The anti-reflective coating composition layer may be formed in a single layer or in multiple layers. For example, before the anti-reflective coating composition layer is formed, a second anti-reflective coating composition layer different from the anti-reflective coating composition layer is formed on the substrate, and the anti-reflective coating composition layer is formed on the first The second anti-reflective coating is on the composition layer.

The formation of the anti-reflective coating composition layer can prevent the deterioration of the pattern quality caused by the reflection of the radiation into the radiation when the photoresist composition layer is exposed to the radiation, and the formation of the anti-reflection coating composition layer can be transmitted during the exposure process. The deblocking of the photoresist composition layer is completely activated to particularly improve the pattern line width (CD) and prevent the pattern pattern from being crushed. In addition, the coating can also improve focus depth, exposure latitude, and line width uniformity.

The substrate may contain one or more layers.

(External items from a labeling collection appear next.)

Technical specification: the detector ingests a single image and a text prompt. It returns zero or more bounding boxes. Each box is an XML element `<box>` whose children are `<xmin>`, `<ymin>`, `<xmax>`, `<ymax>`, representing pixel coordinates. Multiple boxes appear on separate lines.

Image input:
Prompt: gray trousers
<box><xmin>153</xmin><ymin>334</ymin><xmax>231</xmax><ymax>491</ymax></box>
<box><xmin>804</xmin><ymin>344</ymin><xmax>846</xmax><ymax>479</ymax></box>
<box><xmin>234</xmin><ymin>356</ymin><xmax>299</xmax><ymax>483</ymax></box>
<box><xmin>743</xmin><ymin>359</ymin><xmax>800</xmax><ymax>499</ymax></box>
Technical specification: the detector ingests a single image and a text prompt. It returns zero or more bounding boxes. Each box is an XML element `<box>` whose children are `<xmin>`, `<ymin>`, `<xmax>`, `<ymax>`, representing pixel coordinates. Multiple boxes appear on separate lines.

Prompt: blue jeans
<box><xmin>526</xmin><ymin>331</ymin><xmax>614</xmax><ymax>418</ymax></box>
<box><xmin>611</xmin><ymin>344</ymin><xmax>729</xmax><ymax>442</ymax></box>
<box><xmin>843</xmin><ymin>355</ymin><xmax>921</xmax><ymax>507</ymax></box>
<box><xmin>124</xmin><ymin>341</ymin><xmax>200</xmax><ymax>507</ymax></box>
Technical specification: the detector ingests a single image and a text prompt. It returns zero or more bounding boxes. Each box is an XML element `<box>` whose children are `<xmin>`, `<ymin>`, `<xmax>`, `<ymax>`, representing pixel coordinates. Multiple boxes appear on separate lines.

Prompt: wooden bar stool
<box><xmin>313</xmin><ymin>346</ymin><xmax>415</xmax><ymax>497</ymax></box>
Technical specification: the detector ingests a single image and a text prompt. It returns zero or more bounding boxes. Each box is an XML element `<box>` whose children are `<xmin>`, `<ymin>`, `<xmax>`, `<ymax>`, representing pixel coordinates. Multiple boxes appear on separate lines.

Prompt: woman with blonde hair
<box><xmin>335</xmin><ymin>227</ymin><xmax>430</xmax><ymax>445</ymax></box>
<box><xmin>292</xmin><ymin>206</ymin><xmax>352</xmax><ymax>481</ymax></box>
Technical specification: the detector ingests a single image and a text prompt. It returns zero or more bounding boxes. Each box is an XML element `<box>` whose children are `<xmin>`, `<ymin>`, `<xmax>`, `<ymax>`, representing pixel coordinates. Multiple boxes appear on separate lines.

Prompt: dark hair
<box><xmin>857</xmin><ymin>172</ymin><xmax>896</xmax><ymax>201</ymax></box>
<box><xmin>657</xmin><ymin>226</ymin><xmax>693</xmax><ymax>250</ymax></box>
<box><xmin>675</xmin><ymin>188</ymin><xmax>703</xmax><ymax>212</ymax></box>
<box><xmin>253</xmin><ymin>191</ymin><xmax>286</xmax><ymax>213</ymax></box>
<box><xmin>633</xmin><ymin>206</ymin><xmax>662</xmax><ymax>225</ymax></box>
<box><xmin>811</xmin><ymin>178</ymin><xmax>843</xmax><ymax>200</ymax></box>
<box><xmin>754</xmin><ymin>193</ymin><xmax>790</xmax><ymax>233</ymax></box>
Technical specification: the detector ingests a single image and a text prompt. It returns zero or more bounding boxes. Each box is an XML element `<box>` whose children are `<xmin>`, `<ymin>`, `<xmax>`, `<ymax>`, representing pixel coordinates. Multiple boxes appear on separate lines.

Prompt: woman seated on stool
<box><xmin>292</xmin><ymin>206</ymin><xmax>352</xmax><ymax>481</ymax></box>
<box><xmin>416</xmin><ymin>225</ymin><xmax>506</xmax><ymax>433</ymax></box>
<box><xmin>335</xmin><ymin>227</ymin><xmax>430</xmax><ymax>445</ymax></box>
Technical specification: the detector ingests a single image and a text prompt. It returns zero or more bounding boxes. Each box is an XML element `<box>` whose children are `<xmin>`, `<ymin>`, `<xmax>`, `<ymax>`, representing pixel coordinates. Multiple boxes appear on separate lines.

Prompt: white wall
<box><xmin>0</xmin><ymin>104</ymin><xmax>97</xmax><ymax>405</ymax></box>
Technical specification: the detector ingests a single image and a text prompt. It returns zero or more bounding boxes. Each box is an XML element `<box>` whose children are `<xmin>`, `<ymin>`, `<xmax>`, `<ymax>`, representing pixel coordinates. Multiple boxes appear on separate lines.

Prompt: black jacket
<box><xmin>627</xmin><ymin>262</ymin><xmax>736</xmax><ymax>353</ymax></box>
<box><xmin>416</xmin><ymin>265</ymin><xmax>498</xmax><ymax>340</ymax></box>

The layer included in the substrate may be one or more conductive layers of aluminum, copper, molybdenum, niobium, titanium, tungsten or alloys thereof; nitride or germanide layer; doped amorphous or doped a polysilicon layer; a dielectric layer such as hafnium oxide, tantalum nitride, hafnium oxynitride or a metal oxide layer; a semiconductor layer such as a single crystal germanium; a glass layer; a quartz layer; and a composition or mixture thereof.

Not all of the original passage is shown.